Кадет принялся изучать карту и в душе согласился с тем, что Швейк прав. При этом ему стало ясно и то, что капитан Сагнер не ошибся, когда утверждал, что русские ни в коем случае не стали бы отступать там, где искали их австрийцы, потому что совершенно невозможно продвигаться с обозами и с артиллерией по таким лесам и болотам.
Швейк опять заварил чай, а ночью снова забрался на печку, где занялся утешением покинутой молодухи. Вся деревня спала глубоким, мирным сном; дождь лил, как из ведра, и перестал лишь к утру.
Кадет после такого долгого сна чувствовал себя настолько окрепшим, что к нему вернулся его прежний воинственный дух. С самого утра он уже начал орать на солдата, готовившего завтрак, в то время как Швейк ходил с молодухой в хлев доить корову.
– Чорт бы вас подрал! Как вы опять стоите, когда я с вами разговариваю? Пятки, пятки сомкни! Во фронт! – надрывался он, а после завтрака поспешно оделся и приказал выступать.

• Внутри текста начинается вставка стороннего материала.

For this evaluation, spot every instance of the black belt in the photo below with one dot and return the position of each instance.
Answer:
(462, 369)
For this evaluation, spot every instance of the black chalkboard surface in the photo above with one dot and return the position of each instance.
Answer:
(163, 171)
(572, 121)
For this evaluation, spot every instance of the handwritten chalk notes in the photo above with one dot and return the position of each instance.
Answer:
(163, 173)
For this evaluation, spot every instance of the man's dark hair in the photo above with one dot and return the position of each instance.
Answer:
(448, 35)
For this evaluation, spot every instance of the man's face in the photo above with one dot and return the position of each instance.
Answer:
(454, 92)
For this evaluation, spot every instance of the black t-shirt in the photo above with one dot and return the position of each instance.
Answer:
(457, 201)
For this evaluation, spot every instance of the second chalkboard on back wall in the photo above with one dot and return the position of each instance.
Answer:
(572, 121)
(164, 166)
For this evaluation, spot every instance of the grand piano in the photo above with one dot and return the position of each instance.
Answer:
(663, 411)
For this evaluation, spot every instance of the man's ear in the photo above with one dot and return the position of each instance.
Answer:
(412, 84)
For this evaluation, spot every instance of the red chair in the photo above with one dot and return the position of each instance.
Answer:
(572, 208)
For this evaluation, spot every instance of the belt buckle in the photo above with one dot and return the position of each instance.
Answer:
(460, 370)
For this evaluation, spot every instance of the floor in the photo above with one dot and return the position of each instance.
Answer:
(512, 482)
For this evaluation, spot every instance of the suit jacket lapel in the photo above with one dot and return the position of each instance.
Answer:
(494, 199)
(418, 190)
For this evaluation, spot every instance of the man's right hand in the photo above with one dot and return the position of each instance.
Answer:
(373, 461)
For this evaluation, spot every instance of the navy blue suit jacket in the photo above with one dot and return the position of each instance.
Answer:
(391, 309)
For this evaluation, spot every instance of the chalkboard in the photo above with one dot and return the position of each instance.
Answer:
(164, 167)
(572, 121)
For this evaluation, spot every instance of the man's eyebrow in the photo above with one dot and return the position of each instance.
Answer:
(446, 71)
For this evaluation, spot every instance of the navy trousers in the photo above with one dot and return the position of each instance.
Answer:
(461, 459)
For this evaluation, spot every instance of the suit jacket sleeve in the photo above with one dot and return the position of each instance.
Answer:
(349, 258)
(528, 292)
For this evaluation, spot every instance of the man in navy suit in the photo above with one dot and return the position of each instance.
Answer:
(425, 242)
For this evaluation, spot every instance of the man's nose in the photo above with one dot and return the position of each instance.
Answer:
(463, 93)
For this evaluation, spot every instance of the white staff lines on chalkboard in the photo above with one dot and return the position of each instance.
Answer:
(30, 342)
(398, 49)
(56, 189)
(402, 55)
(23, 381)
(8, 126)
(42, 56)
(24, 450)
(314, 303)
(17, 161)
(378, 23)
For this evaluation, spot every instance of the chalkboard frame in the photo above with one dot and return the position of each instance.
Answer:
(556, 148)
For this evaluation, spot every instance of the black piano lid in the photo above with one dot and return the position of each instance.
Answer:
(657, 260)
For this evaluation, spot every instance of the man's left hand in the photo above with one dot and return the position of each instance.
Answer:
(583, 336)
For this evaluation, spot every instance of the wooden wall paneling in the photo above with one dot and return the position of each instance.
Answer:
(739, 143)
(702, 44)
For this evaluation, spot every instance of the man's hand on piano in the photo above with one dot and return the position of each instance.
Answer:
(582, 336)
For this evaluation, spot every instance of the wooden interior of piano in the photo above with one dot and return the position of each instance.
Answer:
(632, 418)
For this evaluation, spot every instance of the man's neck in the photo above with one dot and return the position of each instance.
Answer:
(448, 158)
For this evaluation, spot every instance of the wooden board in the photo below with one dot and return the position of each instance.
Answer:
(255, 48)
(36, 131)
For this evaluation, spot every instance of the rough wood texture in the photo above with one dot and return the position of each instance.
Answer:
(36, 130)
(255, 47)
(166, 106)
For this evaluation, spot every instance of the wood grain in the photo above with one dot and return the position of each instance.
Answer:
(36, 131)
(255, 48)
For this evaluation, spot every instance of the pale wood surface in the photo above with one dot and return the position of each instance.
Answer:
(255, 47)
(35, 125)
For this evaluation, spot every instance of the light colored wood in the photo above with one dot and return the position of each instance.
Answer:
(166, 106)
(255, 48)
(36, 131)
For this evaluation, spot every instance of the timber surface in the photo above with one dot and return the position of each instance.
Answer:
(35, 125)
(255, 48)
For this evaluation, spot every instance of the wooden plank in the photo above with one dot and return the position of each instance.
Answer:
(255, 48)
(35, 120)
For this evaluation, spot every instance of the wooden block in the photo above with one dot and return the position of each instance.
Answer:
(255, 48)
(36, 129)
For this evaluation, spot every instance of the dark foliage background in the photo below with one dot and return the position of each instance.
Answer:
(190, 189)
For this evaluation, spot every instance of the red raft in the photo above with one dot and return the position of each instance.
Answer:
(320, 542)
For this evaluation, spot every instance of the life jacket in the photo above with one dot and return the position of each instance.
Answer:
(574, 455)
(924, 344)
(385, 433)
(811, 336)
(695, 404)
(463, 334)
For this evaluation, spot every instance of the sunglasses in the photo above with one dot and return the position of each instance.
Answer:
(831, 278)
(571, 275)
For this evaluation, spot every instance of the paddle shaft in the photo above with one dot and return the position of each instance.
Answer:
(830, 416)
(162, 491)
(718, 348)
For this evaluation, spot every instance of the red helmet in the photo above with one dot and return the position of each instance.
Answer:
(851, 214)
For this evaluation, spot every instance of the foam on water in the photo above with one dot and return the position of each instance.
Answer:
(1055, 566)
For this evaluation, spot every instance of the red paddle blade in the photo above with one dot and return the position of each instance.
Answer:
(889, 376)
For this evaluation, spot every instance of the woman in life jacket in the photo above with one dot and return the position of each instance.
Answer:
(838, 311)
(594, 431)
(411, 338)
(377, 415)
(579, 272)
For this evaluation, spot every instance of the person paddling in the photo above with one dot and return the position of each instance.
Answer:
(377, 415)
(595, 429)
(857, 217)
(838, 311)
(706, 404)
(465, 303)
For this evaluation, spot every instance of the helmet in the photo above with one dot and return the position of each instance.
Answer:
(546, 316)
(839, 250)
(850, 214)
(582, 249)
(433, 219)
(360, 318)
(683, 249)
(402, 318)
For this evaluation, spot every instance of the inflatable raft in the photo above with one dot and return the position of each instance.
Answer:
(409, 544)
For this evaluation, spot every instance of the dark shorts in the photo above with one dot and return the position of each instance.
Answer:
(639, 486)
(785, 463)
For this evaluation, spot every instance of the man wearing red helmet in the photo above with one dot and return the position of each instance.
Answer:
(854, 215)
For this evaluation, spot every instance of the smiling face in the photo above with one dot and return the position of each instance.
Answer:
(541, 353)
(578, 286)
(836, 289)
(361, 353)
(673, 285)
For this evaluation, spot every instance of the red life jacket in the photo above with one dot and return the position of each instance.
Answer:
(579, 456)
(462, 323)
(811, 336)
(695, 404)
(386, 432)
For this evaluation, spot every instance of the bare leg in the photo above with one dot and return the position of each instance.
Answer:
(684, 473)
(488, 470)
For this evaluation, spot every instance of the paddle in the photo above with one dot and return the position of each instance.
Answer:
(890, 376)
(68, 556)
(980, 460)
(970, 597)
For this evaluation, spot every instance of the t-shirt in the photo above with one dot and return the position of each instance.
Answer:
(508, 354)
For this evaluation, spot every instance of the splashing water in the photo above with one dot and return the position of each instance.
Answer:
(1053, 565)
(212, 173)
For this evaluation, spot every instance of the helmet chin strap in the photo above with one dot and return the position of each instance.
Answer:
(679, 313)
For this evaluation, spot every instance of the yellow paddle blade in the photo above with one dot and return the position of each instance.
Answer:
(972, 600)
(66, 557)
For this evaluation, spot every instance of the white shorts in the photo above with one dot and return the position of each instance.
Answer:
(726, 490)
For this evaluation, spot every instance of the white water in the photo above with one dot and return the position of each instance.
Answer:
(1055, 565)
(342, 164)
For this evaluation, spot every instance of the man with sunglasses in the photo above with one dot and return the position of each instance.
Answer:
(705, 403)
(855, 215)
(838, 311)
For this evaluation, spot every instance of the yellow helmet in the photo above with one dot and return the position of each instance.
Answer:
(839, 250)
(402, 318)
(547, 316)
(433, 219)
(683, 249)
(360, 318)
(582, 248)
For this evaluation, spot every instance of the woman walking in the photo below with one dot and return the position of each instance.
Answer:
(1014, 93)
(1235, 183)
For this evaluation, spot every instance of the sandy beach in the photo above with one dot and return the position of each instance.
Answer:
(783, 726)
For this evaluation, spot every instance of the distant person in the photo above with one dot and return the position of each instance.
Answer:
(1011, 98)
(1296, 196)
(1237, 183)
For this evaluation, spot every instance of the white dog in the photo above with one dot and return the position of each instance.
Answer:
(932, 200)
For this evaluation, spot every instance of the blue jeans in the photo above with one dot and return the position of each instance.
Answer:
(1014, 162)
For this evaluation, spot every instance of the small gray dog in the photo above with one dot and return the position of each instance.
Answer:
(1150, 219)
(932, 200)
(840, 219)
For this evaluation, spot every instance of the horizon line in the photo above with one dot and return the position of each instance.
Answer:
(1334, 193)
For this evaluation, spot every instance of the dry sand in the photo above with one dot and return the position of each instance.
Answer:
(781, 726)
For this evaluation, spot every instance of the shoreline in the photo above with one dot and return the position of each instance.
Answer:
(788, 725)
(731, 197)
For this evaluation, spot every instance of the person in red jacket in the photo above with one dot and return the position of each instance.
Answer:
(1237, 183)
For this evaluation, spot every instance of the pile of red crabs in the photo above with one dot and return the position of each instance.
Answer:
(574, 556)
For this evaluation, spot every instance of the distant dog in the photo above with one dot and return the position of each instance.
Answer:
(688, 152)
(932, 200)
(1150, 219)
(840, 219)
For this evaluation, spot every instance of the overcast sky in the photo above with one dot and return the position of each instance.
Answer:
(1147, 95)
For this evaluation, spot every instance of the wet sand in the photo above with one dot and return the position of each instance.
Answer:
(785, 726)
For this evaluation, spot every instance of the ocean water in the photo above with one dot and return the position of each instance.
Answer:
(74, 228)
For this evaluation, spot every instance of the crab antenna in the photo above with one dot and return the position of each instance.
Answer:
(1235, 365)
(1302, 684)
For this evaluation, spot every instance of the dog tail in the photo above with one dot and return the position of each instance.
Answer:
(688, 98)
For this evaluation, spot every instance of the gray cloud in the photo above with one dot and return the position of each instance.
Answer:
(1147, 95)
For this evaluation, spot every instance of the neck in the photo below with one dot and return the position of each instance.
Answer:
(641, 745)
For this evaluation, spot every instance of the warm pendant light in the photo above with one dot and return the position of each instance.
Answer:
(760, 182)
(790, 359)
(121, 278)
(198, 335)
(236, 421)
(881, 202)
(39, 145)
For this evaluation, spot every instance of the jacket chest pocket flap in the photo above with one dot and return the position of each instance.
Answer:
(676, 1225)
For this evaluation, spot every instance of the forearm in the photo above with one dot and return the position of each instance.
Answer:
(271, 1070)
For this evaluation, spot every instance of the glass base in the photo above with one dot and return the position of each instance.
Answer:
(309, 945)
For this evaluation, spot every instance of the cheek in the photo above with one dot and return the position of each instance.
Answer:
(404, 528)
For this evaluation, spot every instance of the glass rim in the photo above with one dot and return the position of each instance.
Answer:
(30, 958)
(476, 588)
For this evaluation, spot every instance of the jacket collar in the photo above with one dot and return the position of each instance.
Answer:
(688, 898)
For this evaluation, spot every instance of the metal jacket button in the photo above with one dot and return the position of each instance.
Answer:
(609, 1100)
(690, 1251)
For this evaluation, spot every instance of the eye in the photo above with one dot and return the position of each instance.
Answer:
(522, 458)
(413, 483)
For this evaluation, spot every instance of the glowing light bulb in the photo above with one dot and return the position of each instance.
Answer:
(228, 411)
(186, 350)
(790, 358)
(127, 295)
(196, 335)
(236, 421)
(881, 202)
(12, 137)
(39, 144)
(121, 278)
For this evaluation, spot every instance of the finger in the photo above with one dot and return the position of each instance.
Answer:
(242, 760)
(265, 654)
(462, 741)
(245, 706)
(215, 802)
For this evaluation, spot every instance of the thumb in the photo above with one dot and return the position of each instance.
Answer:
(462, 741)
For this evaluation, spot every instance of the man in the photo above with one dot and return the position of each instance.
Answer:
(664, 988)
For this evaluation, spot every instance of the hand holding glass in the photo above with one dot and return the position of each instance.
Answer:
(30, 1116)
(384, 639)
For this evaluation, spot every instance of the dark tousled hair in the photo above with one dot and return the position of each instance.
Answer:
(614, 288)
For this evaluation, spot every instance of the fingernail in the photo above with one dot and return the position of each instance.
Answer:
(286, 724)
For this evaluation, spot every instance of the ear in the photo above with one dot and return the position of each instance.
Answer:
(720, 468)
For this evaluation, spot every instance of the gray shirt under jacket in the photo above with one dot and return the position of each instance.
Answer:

Он расплатился со старухой, поцеловавшей ему руку, и первый, в сопровождении солдата, вышел из халупы. Тем временем в горнице Швейк прощался с плачущей молодухой и, поглаживая ее, уговаривал:
– Ну, ну, не реви, красавица! Ведь мы ж не навек расстаемся! А потом, гляди, и старик твой в отпуск приедет. Ну, а если что и случилось, то я думаю, и в Галиции родильный приют найдется. Так что – с богом! Счастливо оставаться!
Кадет направил свои стопы через сад прямо на север, где дорога, как растолковала ему старуха, выходила на шоссе. Он шагал так быстро, что солдат и Швейк отстали от него. И тогда солдат сказал Швейку:
– Если ты, брат, проголодаешься, то только скажи. Я стянул-таки у старухи одну колбасу из ее чуланчика.
– Как тебе не стыдно обкрадывать таких хороших людей, – стал выговаривать ему Швейк. – А мне молодуха сама дала на дорогу кусок ветчины и коровай хлеба. Так что голодать мне не придется. А вот у меня какое горе: утречком в саду я свернул головы шести курочкам и двум петушкам, они у меня все в вещевом мешке, и я едва могу тащить этакую тяжесть. Да и как бы они у нас не стухли.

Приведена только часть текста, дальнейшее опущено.